Now, I want to build a classification Random Forest ensemble using bootstrapping, i.e. each tree is constructed on a randomly sampled subset of the data. The tree construction procedure should take the weights into account.
There are two possible approaches:
- Perform a weighted bootstrap sampling, i.e. examples are not selected with uniform probability but according to their weights $w$
- Perform uniform bootstrapping and use the weights in the tree induction procedure when counting the number of points of each class (e.g. as described here)
In both cases, we draw $n$ samples with replacement.
Is there a difference between the two approaches?

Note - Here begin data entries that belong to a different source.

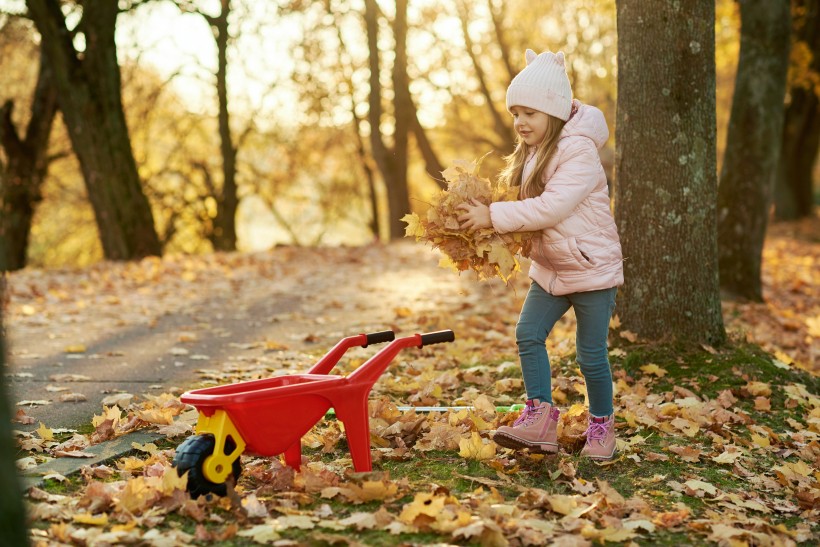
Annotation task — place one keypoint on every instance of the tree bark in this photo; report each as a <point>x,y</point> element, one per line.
<point>224,225</point>
<point>12,512</point>
<point>666,191</point>
<point>21,184</point>
<point>753,145</point>
<point>89,97</point>
<point>503,130</point>
<point>801,129</point>
<point>392,162</point>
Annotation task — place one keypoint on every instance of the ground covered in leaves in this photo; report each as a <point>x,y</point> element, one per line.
<point>716,445</point>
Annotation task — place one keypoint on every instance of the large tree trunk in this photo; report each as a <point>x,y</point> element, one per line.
<point>89,96</point>
<point>503,130</point>
<point>801,129</point>
<point>391,161</point>
<point>224,230</point>
<point>403,115</point>
<point>21,185</point>
<point>12,513</point>
<point>753,145</point>
<point>666,190</point>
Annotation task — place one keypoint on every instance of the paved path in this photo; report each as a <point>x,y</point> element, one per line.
<point>153,326</point>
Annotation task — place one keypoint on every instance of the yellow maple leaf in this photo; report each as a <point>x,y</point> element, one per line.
<point>504,259</point>
<point>172,481</point>
<point>44,432</point>
<point>112,413</point>
<point>654,369</point>
<point>476,448</point>
<point>93,520</point>
<point>758,388</point>
<point>423,504</point>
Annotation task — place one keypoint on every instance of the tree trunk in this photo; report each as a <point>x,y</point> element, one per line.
<point>503,130</point>
<point>392,163</point>
<point>801,128</point>
<point>21,187</point>
<point>404,115</point>
<point>89,97</point>
<point>666,190</point>
<point>224,226</point>
<point>361,152</point>
<point>12,513</point>
<point>753,145</point>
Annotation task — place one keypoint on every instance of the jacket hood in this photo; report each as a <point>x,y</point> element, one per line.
<point>587,122</point>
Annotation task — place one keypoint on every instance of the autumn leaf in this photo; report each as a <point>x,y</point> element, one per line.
<point>476,448</point>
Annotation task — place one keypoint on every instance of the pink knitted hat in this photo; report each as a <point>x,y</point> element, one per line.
<point>543,85</point>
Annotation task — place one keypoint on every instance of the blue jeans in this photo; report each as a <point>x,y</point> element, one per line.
<point>539,314</point>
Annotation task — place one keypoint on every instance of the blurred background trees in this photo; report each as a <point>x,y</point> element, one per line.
<point>250,124</point>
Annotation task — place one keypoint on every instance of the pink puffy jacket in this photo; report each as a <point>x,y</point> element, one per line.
<point>579,249</point>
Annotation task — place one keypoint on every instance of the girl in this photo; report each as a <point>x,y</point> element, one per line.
<point>577,260</point>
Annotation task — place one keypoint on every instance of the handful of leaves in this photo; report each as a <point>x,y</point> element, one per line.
<point>487,253</point>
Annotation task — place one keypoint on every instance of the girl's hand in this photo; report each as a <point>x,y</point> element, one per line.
<point>476,215</point>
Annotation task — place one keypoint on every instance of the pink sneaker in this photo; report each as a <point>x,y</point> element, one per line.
<point>600,434</point>
<point>536,428</point>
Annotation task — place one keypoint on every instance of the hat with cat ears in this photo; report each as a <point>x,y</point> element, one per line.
<point>543,85</point>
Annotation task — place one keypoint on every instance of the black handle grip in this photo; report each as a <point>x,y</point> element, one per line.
<point>379,337</point>
<point>437,337</point>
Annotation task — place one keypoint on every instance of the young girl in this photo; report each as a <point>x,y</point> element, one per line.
<point>577,260</point>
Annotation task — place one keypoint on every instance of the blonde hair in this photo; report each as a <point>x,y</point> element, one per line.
<point>534,185</point>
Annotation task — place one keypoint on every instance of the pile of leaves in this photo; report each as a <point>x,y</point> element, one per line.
<point>484,251</point>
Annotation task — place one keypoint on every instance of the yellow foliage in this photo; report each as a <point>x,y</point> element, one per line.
<point>483,250</point>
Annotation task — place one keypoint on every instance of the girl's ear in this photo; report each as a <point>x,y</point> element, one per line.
<point>530,55</point>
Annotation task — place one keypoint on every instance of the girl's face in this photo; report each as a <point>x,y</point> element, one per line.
<point>530,124</point>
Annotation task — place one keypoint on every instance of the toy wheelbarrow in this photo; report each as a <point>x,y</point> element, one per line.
<point>269,417</point>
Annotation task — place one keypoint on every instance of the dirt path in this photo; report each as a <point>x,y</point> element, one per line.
<point>167,325</point>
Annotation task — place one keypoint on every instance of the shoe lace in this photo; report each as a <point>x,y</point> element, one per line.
<point>597,431</point>
<point>529,414</point>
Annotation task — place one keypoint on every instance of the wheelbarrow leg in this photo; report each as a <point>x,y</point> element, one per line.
<point>353,413</point>
<point>293,455</point>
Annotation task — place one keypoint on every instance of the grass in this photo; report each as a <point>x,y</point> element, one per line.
<point>706,373</point>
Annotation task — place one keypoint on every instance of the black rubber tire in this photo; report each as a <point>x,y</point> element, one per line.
<point>190,456</point>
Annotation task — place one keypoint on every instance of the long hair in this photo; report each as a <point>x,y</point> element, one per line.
<point>534,185</point>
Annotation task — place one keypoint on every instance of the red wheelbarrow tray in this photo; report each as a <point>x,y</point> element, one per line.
<point>273,414</point>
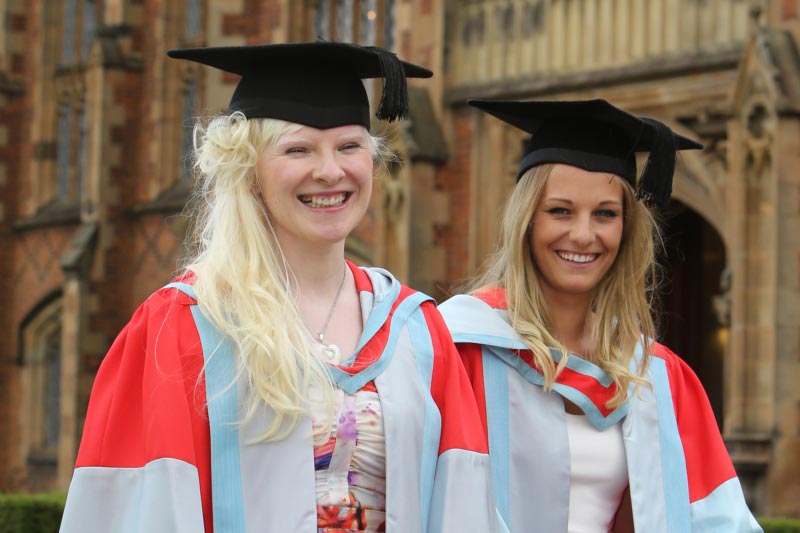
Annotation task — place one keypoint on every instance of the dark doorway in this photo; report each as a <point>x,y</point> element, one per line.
<point>693,267</point>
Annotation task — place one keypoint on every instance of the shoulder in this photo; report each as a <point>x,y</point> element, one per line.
<point>673,361</point>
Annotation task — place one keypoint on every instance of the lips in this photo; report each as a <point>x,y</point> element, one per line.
<point>573,257</point>
<point>322,201</point>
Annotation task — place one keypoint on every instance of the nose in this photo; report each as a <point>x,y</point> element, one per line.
<point>327,168</point>
<point>582,231</point>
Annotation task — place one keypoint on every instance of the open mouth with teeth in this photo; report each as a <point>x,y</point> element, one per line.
<point>324,201</point>
<point>577,258</point>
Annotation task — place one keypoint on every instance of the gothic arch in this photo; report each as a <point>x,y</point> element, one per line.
<point>40,414</point>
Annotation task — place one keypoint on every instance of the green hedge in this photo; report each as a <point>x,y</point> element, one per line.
<point>780,525</point>
<point>31,513</point>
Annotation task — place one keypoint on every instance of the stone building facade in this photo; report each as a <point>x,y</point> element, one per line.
<point>95,130</point>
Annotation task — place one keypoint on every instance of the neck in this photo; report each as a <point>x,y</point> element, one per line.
<point>317,269</point>
<point>569,314</point>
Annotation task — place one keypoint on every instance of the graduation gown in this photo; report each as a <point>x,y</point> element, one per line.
<point>681,478</point>
<point>162,452</point>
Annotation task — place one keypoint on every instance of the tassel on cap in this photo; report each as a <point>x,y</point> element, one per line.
<point>394,94</point>
<point>655,184</point>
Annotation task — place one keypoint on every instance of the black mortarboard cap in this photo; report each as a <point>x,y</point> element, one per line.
<point>316,84</point>
<point>596,136</point>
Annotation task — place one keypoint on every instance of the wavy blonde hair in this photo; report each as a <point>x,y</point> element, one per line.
<point>621,303</point>
<point>243,283</point>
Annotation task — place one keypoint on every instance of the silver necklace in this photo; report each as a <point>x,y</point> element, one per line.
<point>331,351</point>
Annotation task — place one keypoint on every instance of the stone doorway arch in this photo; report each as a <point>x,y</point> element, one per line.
<point>694,277</point>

My motivation / context is as follows: I want to construct a Random Forest tree-by-tree where the construction of a next tree is biased towards complementing the ensemble constructed so far (similar to boosting). One possible weighting function could be the ratio of trees that misclassify the point. In the reference linked here, they indeed do both, weighted bootstrapping and weighted tree construction (as clarified here).

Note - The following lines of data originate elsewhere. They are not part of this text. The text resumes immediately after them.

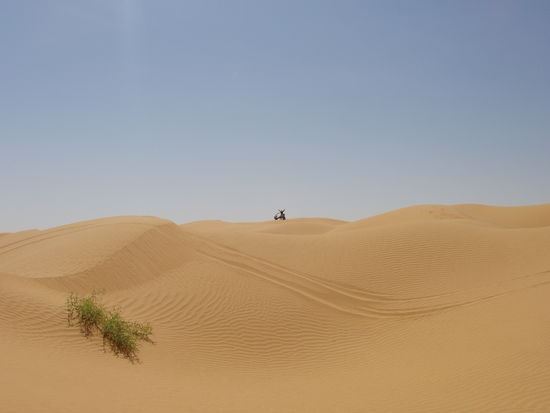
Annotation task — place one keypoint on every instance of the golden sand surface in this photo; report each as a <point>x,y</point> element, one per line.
<point>429,308</point>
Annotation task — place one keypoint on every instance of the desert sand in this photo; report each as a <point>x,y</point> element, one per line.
<point>429,308</point>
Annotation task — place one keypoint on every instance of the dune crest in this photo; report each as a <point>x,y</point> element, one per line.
<point>424,309</point>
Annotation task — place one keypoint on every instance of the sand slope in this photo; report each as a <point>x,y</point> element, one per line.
<point>425,309</point>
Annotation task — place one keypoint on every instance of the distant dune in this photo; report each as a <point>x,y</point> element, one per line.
<point>430,308</point>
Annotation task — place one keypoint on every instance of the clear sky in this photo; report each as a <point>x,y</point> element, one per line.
<point>229,109</point>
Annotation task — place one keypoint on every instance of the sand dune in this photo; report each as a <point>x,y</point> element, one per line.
<point>429,308</point>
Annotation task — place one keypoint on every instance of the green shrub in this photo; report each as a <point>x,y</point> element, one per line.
<point>122,336</point>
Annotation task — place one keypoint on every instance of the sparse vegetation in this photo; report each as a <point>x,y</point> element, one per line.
<point>122,336</point>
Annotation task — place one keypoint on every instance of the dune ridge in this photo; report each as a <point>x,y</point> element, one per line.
<point>428,308</point>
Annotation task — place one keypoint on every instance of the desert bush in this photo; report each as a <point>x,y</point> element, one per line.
<point>122,336</point>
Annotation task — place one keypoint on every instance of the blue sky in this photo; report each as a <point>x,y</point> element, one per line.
<point>231,109</point>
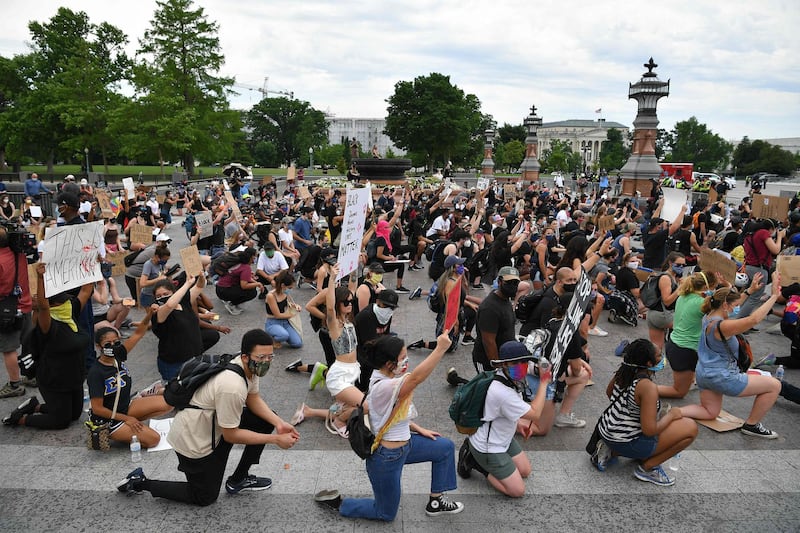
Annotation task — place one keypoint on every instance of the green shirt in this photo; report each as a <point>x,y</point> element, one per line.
<point>687,322</point>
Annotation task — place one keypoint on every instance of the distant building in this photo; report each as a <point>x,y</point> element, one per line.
<point>367,131</point>
<point>585,136</point>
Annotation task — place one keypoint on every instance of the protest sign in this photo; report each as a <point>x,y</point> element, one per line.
<point>713,261</point>
<point>70,253</point>
<point>204,226</point>
<point>355,215</point>
<point>190,257</point>
<point>789,269</point>
<point>141,233</point>
<point>765,206</point>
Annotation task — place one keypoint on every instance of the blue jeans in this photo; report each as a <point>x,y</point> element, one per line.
<point>282,331</point>
<point>385,467</point>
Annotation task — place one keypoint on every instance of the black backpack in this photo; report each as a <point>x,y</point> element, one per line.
<point>195,373</point>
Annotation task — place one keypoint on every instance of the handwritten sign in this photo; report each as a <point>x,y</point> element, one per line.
<point>765,206</point>
<point>70,256</point>
<point>205,228</point>
<point>190,257</point>
<point>355,215</point>
<point>712,261</point>
<point>141,234</point>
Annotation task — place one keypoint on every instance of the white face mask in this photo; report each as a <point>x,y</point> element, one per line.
<point>383,314</point>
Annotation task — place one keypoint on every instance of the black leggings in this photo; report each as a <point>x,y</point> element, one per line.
<point>59,410</point>
<point>204,475</point>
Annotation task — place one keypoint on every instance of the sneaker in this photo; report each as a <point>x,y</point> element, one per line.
<point>602,456</point>
<point>656,476</point>
<point>317,375</point>
<point>329,498</point>
<point>464,466</point>
<point>568,421</point>
<point>131,482</point>
<point>250,482</point>
<point>758,430</point>
<point>11,391</point>
<point>294,365</point>
<point>442,505</point>
<point>767,360</point>
<point>597,332</point>
<point>232,309</point>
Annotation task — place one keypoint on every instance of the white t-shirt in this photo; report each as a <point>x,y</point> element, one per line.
<point>504,407</point>
<point>272,265</point>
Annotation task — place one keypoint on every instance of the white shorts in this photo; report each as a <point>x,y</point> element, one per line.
<point>342,375</point>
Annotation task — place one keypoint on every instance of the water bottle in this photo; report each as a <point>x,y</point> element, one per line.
<point>136,450</point>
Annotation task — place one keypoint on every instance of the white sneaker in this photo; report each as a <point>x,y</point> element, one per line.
<point>597,332</point>
<point>568,421</point>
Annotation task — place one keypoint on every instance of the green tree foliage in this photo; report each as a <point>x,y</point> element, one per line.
<point>693,142</point>
<point>761,156</point>
<point>432,116</point>
<point>182,50</point>
<point>291,125</point>
<point>613,153</point>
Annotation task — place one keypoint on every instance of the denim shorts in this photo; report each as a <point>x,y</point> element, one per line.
<point>728,383</point>
<point>641,447</point>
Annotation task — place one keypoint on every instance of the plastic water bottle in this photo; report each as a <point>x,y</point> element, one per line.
<point>136,450</point>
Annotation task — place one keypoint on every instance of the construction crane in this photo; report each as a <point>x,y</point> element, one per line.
<point>264,89</point>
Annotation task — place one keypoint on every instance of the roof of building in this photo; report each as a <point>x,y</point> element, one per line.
<point>578,123</point>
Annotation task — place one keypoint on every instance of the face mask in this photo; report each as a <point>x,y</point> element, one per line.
<point>383,314</point>
<point>259,369</point>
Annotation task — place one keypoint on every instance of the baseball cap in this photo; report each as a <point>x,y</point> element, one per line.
<point>508,273</point>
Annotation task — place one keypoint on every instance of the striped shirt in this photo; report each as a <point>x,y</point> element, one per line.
<point>621,422</point>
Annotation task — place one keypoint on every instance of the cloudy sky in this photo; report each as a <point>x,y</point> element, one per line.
<point>733,64</point>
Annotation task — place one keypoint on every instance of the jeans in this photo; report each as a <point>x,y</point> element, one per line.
<point>385,467</point>
<point>282,331</point>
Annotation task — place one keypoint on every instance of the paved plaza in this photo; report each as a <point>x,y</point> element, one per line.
<point>49,481</point>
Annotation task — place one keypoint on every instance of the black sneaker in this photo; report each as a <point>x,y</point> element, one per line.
<point>131,482</point>
<point>293,366</point>
<point>758,430</point>
<point>329,498</point>
<point>463,467</point>
<point>249,483</point>
<point>442,505</point>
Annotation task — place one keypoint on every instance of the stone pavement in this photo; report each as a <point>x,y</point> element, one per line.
<point>725,481</point>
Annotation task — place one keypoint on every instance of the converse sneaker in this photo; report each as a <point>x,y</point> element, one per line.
<point>656,476</point>
<point>758,430</point>
<point>568,421</point>
<point>440,505</point>
<point>249,483</point>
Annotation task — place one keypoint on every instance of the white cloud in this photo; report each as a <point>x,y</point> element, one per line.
<point>732,64</point>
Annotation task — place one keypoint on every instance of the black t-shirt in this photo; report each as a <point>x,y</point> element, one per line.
<point>179,335</point>
<point>655,248</point>
<point>495,315</point>
<point>102,382</point>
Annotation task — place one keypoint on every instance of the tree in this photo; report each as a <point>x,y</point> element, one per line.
<point>612,152</point>
<point>291,125</point>
<point>694,142</point>
<point>182,50</point>
<point>434,117</point>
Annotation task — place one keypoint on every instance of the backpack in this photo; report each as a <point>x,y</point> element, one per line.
<point>195,373</point>
<point>466,409</point>
<point>223,263</point>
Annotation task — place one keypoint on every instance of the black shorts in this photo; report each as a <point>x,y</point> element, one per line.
<point>681,359</point>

I've done experiments with only weighted bootstrapping and that seems to "work" aswell, so I'm curious.
Some thoughts of mine: Due to that we are sampling with replacement, each example may appear more than once or not at all in the bootstrap sample. If we were to perform weighted bootstrapping, examples would be over- or underrepresented according to their weight, effectively appearing multiple times at the same time in the tree induction procedure. This would be vaguely similar than the example appearing once but being considered in the induction procedure itself with a higher weight.

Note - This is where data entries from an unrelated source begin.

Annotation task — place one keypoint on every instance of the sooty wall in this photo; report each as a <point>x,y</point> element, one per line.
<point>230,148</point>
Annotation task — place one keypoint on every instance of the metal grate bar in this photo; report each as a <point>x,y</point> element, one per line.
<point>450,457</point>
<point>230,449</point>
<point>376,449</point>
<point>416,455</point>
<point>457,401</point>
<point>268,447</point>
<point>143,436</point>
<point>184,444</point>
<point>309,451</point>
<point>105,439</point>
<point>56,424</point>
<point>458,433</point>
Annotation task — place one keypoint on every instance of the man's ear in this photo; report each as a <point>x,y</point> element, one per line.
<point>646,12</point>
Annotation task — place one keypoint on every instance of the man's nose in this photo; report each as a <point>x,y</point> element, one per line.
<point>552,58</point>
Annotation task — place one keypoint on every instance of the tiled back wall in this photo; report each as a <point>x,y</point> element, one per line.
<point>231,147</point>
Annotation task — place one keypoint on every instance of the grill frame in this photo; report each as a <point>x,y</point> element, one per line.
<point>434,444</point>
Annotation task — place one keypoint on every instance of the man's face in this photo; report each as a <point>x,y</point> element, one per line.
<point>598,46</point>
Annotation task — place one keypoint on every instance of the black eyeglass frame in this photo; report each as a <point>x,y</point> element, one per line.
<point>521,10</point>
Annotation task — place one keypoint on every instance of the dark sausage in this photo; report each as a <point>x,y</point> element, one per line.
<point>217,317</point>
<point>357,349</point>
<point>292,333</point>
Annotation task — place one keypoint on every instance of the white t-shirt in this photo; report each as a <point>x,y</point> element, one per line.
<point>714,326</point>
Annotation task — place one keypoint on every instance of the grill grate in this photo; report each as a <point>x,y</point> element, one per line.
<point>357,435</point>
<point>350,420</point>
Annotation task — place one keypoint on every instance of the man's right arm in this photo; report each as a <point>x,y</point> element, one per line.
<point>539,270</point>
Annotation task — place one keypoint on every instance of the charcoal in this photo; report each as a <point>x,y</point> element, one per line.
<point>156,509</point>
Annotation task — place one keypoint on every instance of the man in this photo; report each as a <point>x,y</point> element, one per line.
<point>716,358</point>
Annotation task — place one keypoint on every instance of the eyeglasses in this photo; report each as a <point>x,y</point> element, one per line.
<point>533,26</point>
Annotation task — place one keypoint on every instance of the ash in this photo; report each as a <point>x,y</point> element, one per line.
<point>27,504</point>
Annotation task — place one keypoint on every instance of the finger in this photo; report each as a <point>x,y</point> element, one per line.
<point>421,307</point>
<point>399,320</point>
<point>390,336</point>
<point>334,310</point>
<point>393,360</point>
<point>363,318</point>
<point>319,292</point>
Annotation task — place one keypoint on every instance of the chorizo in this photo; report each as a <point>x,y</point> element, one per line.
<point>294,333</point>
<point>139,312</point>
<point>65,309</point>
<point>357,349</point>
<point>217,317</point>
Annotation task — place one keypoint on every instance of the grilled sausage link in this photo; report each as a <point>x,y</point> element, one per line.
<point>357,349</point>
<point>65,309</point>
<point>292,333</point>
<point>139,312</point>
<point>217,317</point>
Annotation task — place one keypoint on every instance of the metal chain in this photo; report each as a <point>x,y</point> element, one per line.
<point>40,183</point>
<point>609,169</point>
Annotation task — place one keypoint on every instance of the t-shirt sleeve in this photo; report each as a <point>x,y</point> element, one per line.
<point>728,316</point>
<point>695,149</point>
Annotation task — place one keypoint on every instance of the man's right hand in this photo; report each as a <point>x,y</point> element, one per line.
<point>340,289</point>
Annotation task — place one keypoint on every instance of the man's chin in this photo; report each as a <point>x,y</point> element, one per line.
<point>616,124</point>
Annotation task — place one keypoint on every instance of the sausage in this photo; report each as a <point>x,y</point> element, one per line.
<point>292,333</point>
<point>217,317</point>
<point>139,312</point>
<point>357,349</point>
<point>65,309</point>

We know that for uniform bootstrapping there are, in the limit, $$ 1-\lim _{N \rightarrow \infty}\left(1-\frac{1}{N}\right)^N=1-e^{-1} \approx 0.632 $$ unique data points per individual bootstrap sample.
If we were to do weighted bootstrapping, we would have something else for $\frac{1}{N}$ above and there migth be fewer or more unique points in the dataset.
So, if we used uniform bootstrapping with later weighting, we would have potentially better chances of covering a good part of the original data with the bootstrap sample. Low-weight examples would still appear but be weighted lower later.
On the other hand, with weighted bootstrapping, low-weight examples are less-likely to appear in the bootstrap sample at all.
So my guess would be that the two approaches can be quite different. Does that make sense?